誠実と器用さ

朝仕事から帰った後、お風呂に入って考え事をしていたら、30になって漸く、人生は人に気を使っているほど長くないという当たり前の事実に気がついた。言いたいことを言おう。書きたいことを書こう。誰に嫌われてもいいや。大事なのは自分がその人を好きなことだから。

誠実さと器用さについて考えていた。バルザックの言葉で、知識には善も悪もなく、それゆえ賢くなるとは悪徳を身につけることでもある。という趣旨の言葉があった。知識が豊富なことと、器用なことは少し違うが、両方とも、誠実さと完全に分離できないことでもある。誠実さとは何か、という問題はあるけれど、誠実で不器用な人、シャイな人、器用で打算的な人、利己的な人、というのは良く見かける分布だ。でも器用で誠実な人というのは少ないので、器用というだけで利己的であると見られるようになる。ただそれはそういう人が少ないからというだけなのじゃないだろうか。誠実な人は大切なものだけを持っている。余分なものを持たない。それだから、多くを持っている人を誠実な人だとは思えない。その人が多くを大切だと思っているのだとしてもだ。

こういう前置きをして。僕は器用な人になろうと思う。利己的な人になろうと思う。周りからはそう思われるような人になりたい。僕は欲張りだから。多くを求める。多過ぎると思われても、言われても、それにはこう返したい。あなたが少な過ぎるんじゃないか。

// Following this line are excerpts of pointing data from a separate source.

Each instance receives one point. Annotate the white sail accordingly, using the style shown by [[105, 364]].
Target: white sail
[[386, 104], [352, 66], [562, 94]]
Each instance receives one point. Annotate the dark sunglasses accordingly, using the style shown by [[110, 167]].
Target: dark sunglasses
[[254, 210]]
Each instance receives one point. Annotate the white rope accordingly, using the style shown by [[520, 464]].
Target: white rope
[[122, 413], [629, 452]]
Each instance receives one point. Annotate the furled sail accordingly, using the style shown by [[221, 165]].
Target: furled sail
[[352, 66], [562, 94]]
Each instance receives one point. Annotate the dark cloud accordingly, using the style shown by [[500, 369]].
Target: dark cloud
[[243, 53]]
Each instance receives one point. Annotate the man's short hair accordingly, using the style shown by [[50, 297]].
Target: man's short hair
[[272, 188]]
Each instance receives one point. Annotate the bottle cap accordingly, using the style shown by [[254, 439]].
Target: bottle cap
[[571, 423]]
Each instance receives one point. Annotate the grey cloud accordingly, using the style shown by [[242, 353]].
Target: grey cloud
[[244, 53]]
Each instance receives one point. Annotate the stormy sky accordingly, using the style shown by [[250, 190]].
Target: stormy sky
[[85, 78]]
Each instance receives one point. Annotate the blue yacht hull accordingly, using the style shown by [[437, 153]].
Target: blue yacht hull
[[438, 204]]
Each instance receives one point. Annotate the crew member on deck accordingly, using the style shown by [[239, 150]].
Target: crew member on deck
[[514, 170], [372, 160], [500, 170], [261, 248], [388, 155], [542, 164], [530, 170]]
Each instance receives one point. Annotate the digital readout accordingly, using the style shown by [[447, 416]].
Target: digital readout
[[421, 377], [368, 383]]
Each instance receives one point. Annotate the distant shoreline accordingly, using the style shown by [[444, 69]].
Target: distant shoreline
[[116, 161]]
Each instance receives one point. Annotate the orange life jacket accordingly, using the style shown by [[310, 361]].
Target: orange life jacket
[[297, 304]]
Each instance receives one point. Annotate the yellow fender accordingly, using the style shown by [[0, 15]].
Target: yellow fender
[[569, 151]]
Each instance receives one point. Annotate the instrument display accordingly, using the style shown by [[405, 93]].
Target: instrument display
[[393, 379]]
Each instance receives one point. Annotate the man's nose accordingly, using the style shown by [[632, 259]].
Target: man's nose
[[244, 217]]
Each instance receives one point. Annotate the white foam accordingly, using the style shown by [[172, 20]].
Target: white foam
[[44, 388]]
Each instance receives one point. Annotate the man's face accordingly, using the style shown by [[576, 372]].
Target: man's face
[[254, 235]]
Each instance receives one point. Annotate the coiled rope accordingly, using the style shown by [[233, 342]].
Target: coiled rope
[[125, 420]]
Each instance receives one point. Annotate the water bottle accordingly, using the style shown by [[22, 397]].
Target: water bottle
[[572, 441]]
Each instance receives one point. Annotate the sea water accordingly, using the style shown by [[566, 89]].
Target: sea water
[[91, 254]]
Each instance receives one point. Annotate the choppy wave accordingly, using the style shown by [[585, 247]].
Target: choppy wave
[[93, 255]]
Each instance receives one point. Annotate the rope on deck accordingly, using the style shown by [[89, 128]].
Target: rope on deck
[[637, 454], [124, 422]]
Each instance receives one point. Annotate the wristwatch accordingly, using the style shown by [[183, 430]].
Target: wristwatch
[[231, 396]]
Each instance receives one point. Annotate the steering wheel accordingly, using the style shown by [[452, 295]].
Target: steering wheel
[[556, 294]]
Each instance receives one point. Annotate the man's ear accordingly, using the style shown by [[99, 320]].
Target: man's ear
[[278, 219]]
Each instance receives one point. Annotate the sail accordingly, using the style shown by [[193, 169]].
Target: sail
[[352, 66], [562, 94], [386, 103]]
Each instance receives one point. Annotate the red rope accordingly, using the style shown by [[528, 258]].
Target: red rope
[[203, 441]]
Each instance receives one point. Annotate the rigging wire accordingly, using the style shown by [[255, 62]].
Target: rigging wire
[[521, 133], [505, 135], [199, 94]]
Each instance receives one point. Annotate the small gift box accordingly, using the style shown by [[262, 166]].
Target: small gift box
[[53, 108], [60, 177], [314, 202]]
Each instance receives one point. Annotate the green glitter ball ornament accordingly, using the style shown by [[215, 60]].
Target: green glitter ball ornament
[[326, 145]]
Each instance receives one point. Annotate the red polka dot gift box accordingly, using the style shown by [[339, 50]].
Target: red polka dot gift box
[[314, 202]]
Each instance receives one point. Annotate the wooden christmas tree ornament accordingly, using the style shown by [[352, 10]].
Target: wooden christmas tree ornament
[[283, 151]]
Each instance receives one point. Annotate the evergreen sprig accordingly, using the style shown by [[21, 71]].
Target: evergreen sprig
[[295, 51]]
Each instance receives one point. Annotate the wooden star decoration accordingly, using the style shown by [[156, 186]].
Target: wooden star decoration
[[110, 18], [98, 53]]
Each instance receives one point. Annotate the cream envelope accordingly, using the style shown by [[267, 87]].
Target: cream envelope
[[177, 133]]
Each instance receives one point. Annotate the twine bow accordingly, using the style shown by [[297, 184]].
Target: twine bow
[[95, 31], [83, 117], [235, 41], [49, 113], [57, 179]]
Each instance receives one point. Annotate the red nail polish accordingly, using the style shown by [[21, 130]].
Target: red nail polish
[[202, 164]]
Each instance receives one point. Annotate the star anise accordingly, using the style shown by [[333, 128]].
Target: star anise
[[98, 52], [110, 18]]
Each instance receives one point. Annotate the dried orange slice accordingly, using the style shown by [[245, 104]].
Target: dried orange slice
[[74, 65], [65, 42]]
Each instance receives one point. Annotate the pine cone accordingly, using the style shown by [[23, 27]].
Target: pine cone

ぬるま湯よりは熱いお湯に入りたい。一秒でも長く起きていたい。美しいものだけに目を向けて、美しいものだけに囲まれていたい。煩わしいことから逃れて、心と心でだけ繋がれる繋がりの中にいたい。下手でもいいから一生懸命やって欲しい。上手いやつなんてこの世の中にいない。適当にやるのでも良い。でも適当にやりながら真剣なフリをしないで欲しい。そういうのは勝手に一人でやって欲しい。言い訳するよりも、次どうしたいかを考えて欲しい。未来の為じゃないと、過去は輝かない。いつだって色褪せているのは、色褪せた心が見せるもの。暗闇だって光の、輝きの一種だ。僕は光も、暗闇も好きだ。